Después descubres que tu propio sistema económico es otro monstruo que engulle, que merma a la sociedad, que la hace menos humana y más egoísta, más pobre y más desigual y que puede llevar incluso a la muerte a quien se queda sin recursos ni esperanzas. Que, en resumen, es una monstruosidad de sistema que devora al más débil para fortalecer al, ya de por sí, más fuerte.

El tú a tú

Y luego hay otro nivel, el del tú a tú. Cuando empiezas a sentir miedo de las personas conocidas o de tu confianza, las que menos esperas: tus jefes, compañeros de trabajo, amigos, vecinos… o aún peor; tus hermanos, tus padres o tu pareja. Y detrás de su encantadora apariencia, que no crea ninguna sospecha, se esconde un pedófilo, un mafioso, un psicópata o un maltratador. Nacen poco a poco, sin apenas darte cuenta.

Son esos casos, bien por poder de tu superior o por los lazos de cariño previos que existen, en los que asumir que compartes vida con un posible monstruo genera tanto pavor que casi deja sin opción a defensa. ¿Cómo es posible que duermas, desayunes, o compartas confesiones y mesa con uno de ellos a diario?

También es la situación que más frustración y shock genera, porque si quieres a esa persona por lo que ha representado para ti, no entenderás que te haga daño o que te amenace. También aparece la rabia y la impotencia porque todos los esfuerzos que hagas por querer salvarle, por querer que cambie, serán en vano salvo que asuma que es el monstruo que no quiere ver.

Cuando a comienzos de año se denunció el caso del catedrático de la Universidad de Sevilla que había abusado de unas compañeras fue desolador el silencio de la propia universidad durante años y del entorno que lo conocía.

¿Por qué guardamos silencio frente a quienes hacen daño con intención, desde una humillación o desprecio hasta cualquier agresión verbal o física?

¿Por qué nos da miedo difundir la verdad sobre determinadas personas y hacer frente a las calumnias con las que pretenden salvar su propio pellejo?

¿Por qué, si conocemos la verdad, nos atemorizamos, no contamos las cosas como son y les paramos en seco?

Supongo que será la sensación y el bloqueo que producen esas personas, sin pensar que esa actitud ocasiona dos cosas. Una, que les alimenta y los hace más grandes. Dos, que sufrimos la terrible consecuencia de transformarnos, un poco, en uno de ellos porque oculta una realidad muy sencilla: el silencio es el mayor de los monstruos.
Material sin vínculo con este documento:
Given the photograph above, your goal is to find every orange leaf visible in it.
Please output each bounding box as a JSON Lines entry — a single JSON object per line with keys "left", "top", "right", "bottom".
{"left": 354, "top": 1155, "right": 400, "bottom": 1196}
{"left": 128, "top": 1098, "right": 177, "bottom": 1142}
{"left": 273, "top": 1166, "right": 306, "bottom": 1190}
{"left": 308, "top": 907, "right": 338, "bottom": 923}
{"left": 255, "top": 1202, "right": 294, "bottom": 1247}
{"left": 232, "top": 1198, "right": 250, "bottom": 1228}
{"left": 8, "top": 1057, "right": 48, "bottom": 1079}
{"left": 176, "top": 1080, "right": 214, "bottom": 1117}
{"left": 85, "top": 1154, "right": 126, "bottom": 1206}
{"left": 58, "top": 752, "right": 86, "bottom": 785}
Los monstruos no aparecen de la noche a la mañana, nacen poco a poco. Toca convivir con ellos y sobrevivir a ellos. Yo he conocido a algunos que se han dejado arrastrar y sobre sus espaldas se acumulan todos sus hechos. Pero también he conocido a otros, más valientes, que hicieron autocrítica antes de transformarse por completo en uno de ellos. La única forma de descubrirlo está en ponerse cada mañana frente al espejo, mirarse a los ojos y preguntarse: ¿Me estoy convirtiendo en un monstruo? Y reaccionar a tiempo antes de que sea demasiado tarde.